My Travel Map

My Travel Map

26 September 2009

Around Colorado... Summer '09

Colorado. I really, really love this state! The following post is about some of the more exciting things we did in Colorado over this past summer. I'll start with the Great Sand Dunes National Park. Yes, Colorado has sand dunes...great ones. See the pictures above and below if you don't believe me. Above you have a 13er (on the right) and a couple 14ers (background on the left) and then some several hundred foot high dunes on the left. Below shows the dunes and the view out over the massive, flat San Luis Valley.

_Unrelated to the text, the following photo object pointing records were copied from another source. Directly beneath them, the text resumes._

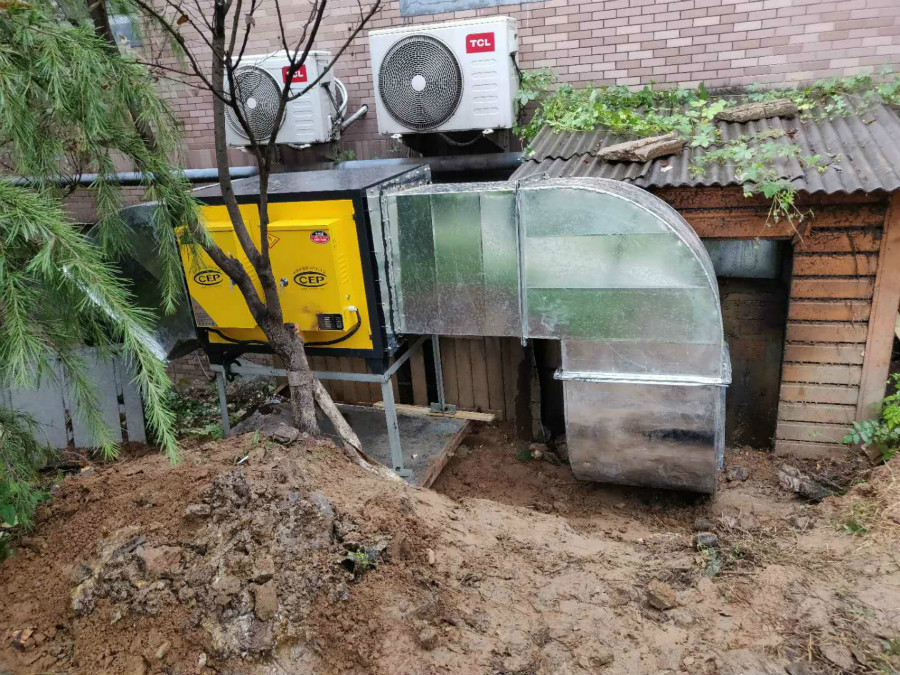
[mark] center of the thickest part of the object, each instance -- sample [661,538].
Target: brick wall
[720,42]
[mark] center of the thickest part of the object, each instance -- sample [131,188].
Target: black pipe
[137,178]
[498,161]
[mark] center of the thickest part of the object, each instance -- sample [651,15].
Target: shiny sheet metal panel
[644,434]
[606,263]
[649,315]
[657,260]
[413,265]
[635,357]
[458,261]
[454,261]
[613,272]
[499,250]
[381,240]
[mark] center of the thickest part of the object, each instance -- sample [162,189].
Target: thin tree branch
[179,38]
[340,52]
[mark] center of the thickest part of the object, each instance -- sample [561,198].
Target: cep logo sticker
[299,76]
[208,277]
[479,42]
[310,278]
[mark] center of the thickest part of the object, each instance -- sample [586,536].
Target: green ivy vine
[690,114]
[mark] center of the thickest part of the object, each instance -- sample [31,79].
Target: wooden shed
[809,307]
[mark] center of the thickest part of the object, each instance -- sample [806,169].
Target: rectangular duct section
[611,271]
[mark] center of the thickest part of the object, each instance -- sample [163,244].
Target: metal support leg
[390,415]
[223,402]
[441,405]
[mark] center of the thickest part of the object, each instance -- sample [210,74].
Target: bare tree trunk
[287,343]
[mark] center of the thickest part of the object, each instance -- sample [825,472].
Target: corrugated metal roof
[865,149]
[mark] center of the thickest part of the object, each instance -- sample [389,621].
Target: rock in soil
[702,525]
[660,595]
[428,638]
[803,668]
[816,489]
[736,474]
[839,655]
[265,601]
[705,540]
[562,450]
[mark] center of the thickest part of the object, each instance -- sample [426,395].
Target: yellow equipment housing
[322,252]
[315,255]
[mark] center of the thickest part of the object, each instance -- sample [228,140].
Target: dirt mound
[257,558]
[232,566]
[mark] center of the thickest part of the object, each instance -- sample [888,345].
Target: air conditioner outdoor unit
[454,76]
[308,119]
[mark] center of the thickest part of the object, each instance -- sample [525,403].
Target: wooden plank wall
[480,374]
[833,275]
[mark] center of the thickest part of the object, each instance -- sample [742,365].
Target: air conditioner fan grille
[420,82]
[258,95]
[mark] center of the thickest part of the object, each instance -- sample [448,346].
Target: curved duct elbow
[611,271]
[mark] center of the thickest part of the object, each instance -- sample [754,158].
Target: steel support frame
[384,379]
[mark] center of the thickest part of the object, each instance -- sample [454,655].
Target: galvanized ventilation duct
[607,268]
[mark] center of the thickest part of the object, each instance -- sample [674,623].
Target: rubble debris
[782,107]
[642,149]
[162,650]
[538,450]
[799,522]
[705,540]
[196,512]
[816,489]
[660,595]
[21,639]
[284,434]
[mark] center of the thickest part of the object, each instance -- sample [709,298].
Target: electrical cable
[248,343]
[460,144]
[352,332]
[323,343]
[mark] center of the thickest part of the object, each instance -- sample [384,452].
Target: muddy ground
[252,557]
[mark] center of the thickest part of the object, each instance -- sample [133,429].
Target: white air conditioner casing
[454,76]
[307,119]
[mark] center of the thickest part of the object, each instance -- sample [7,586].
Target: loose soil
[251,557]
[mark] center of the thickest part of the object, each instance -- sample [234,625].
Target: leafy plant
[883,432]
[20,458]
[71,103]
[533,85]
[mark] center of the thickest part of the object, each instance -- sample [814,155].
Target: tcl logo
[479,42]
[299,76]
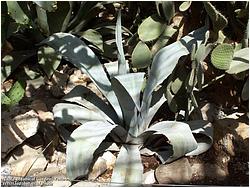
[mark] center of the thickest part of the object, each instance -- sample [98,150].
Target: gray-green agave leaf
[82,145]
[79,54]
[150,29]
[128,168]
[222,56]
[141,56]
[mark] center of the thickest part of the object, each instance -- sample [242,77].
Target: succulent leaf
[222,56]
[82,144]
[17,13]
[79,54]
[49,60]
[128,168]
[185,5]
[141,56]
[180,138]
[150,29]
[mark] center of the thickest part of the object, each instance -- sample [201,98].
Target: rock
[42,110]
[54,171]
[38,106]
[231,136]
[149,177]
[61,183]
[110,159]
[57,91]
[210,171]
[99,168]
[177,172]
[33,85]
[205,112]
[90,184]
[77,78]
[15,131]
[26,161]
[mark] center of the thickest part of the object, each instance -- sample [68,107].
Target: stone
[231,136]
[38,106]
[201,171]
[204,111]
[26,161]
[90,184]
[110,159]
[61,183]
[177,172]
[98,168]
[18,129]
[149,177]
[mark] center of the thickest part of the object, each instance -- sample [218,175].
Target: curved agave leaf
[240,61]
[42,20]
[245,91]
[82,144]
[112,69]
[94,37]
[79,54]
[165,61]
[47,5]
[128,88]
[167,9]
[17,13]
[158,99]
[222,56]
[185,5]
[163,39]
[48,59]
[85,97]
[141,56]
[180,140]
[128,168]
[58,20]
[150,29]
[123,67]
[203,133]
[66,113]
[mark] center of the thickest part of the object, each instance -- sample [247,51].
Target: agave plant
[124,119]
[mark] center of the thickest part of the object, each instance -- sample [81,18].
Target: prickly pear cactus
[222,56]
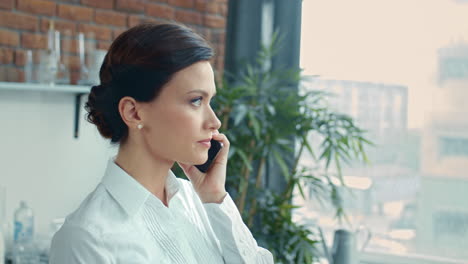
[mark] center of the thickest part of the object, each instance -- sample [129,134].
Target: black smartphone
[216,146]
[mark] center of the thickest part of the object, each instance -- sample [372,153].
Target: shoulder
[76,244]
[97,213]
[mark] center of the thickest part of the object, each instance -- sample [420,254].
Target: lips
[205,142]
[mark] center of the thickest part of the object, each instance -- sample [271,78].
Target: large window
[399,68]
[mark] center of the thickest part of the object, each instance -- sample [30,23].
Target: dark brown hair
[138,64]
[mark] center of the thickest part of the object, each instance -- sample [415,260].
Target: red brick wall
[24,25]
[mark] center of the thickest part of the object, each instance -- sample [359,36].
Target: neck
[149,171]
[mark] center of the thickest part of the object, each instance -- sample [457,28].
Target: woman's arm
[75,245]
[235,239]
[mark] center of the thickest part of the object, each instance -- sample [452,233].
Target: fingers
[222,157]
[222,138]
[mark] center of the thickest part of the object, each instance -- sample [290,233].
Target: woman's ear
[129,111]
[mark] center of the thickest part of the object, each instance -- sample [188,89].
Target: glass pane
[400,69]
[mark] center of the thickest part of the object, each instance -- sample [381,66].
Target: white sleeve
[237,243]
[75,245]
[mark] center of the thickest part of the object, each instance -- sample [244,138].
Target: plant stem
[258,182]
[291,182]
[246,175]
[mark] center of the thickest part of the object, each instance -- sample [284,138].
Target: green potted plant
[267,120]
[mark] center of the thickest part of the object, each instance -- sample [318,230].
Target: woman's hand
[210,186]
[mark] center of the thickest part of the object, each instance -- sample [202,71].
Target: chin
[201,159]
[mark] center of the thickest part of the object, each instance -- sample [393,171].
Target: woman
[154,101]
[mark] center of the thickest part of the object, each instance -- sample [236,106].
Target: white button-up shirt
[122,222]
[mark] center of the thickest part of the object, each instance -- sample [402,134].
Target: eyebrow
[200,91]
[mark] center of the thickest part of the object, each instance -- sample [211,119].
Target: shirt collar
[128,192]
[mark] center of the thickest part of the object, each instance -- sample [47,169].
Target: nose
[213,122]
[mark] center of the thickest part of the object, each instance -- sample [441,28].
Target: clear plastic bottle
[24,249]
[24,223]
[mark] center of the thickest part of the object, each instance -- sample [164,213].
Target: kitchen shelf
[62,88]
[76,90]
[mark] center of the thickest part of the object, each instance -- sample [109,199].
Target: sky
[385,41]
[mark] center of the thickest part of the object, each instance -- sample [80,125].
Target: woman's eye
[196,101]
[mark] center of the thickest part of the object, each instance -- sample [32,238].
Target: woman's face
[181,116]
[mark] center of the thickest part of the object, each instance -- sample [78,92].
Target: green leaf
[282,164]
[244,158]
[255,124]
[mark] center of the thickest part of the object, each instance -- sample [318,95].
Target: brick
[134,20]
[189,17]
[110,18]
[117,32]
[77,13]
[104,45]
[65,27]
[9,38]
[7,4]
[18,21]
[219,38]
[109,4]
[100,32]
[20,57]
[181,3]
[214,21]
[6,55]
[33,41]
[39,7]
[160,11]
[207,7]
[130,5]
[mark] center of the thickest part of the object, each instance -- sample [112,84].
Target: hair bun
[96,110]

So you might find yourself asking, how did these dunes (the tallest in North America) end up in Colorado, which is not a desert state? The answer is clear when you consider the geography. The huge, flat San Luis Valley (check out the terrain feature on Google maps to get an idea of what I'm talking about) lies between the San Juan mountains to the southwest and the Sangre de Cristo mountains that make a massive spine running north-south to the immediate east (all the mountains seen in these pictures). The prevailing winds blow east and slightly what happens is small particles of sand are picked up in the San Juan's and blow freely across the broad flat valley. The winds, however, don't have enough force to carry the sands up and over the barrier formed by the Sangre de Cristos, so the sands begin to pile up. The dunes have formed in a kink in the Sangre's, which acts as a collection point. Give a few million years of sand pile-up and badda-boom badda-bing, sand dunes. Picture taken by Missy (MLK)

They are a truly incredible sight...they are huge, at hundreds of feet in height and covering thousands of acres. Then you have the mountain backdrop, making for an incredibly dramatic landscape. (MLK)

The dunes are fun to play on too...just expect to be finding sand in different places for about the next week or so (or indefinitely in your camping gear). This is me taking a nice spread-eagle leap off the top of one of the steep-sided dunes...I highly recommend this. (MLK)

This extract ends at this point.